6 thoughts on “MRSA In Sports: Long-Standing, Simple to Prevent, Still Happening

  1. I agree with all this – keeping athlete’s safe requires commitment and there are more and more stories of people getting sick when proper disinfection of locker rooms & sports equipment could prevent it. A great product to do this is Clear Gear. All you do is spray on any surface (clothes, mats, workout equipment, etc…) let dry and it kills MRSA, Staph, influenza, and almost all other harmful germs and viruses. Every athlete should use it to help avoid these really debilitating illnesses.

  2. Is the information from DICON available to the public. I work with high school athletes and would love to give NFL level care.

    MM: I don’t know the answer to that but will try to pursue. Did you check at the link behind the acronym?

  3. My son got a staff infection from (most likely) a contaminated inflatable ball used in a boot camp exercise class where the participants were moving from station to station with no disinfection between participants. It was not MRSA and he recovered. I used the same equipment and did not get it.

  4. George Meredith MD

    To Avoid Antibiotic Resistant Infections, Get Back to Basics!
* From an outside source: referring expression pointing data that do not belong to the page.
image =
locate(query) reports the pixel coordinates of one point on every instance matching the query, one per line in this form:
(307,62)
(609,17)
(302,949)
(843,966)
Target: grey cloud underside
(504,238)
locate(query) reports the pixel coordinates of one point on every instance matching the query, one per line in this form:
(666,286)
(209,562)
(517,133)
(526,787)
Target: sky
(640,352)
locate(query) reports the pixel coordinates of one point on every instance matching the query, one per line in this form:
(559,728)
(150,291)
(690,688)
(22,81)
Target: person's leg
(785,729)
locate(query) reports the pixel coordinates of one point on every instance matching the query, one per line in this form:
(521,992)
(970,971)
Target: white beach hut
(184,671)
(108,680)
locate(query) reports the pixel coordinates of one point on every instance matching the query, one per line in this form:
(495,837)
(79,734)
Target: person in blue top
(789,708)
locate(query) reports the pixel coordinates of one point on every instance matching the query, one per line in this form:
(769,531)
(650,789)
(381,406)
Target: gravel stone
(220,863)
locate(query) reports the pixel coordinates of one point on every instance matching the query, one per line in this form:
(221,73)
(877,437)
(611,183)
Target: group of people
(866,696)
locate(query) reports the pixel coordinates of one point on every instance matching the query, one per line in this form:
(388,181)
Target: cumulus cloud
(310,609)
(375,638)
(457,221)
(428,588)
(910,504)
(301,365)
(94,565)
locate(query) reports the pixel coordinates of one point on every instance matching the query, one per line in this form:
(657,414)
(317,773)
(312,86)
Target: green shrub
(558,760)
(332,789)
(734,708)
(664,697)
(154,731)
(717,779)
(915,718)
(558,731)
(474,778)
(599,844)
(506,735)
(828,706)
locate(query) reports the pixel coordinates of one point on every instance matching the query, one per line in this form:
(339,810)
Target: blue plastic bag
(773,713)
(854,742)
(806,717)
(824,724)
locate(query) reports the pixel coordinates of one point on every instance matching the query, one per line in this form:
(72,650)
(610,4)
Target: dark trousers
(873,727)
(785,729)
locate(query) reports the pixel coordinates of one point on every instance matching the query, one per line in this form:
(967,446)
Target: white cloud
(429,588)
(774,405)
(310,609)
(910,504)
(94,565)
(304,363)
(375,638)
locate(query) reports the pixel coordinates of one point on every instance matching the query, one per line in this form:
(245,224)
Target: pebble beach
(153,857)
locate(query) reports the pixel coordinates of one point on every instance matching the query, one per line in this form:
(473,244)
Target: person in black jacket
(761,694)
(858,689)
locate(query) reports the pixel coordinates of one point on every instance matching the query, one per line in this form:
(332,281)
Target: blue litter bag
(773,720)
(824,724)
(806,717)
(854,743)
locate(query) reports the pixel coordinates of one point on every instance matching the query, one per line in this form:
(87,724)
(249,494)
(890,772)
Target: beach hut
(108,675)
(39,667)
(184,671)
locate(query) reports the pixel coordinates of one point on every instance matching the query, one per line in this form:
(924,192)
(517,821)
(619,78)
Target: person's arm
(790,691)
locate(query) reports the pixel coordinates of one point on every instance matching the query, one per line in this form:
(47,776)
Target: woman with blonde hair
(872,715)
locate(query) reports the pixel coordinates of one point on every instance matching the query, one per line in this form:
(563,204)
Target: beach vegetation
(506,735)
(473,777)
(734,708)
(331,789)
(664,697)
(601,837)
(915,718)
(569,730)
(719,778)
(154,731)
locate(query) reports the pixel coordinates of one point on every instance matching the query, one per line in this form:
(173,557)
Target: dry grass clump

    Most antibiotic resistant staphylococcus/streptococcus and other bacterial infections are, in fact, thanks to poor surgical training of general surgeons, plastic surgeons and emergency room physicians. Augmented by the know it all pharmaceutical industry and the morons at the CDC!

    The CDC rarely points out that MRSA, NDM-1, and other bacterial infections often are related to some (foreign body) implant. Silastic and other types of implants, road dirt, splinters, contaminated fresh water and bone fragments! Toxic Shock Syndrome (TSS).

    Solution: get back to basic surgical principals: Irrigate the wound at the end of operation. Or in the Emergency Room, in the case of a contaminated wound, remove road dirt, splinters, bone fragments, etc. AND, DO NOT CLOSE POTENTIALLY CONTAMINATED WOUNDS!!!!…pack the wound open and then change packing twice daily for the next ten days! Irrigate with strong penicillin solution.

    After clean elective surgery cases, if infection occurs, usually on the third postoperative day, then, open wound widely. Change the one inch plain Nu Gauze Packing Strips twice daily. Don’t rely on some super antibiotic. Get back to basics!

    High dose IV Aqueous Penicillin, 60 million units per day intravenously, was the drug of choice for MSRA and a host of other “antibiotic resistant infections”, before the all knowing FDA removed it from the marketplace.

    Those phony little Culture and Sensitivity (C&S) discs, Dr Anthony Fauci (CDC), give completely different sensitivity results when the concentration of penicillin is increased tenfold! And so, physicians must rely on high dose intravenous therapeutically effective, non toxic antibiotics. And adherence to basic surgical principals. Forget the phony culture and sensitivity discs.

    In many cases, in order to combat “antibiotic resistant infections, get back to basics. Forget the highly toxic, obscenely expensive, questionably effective super antibiotics!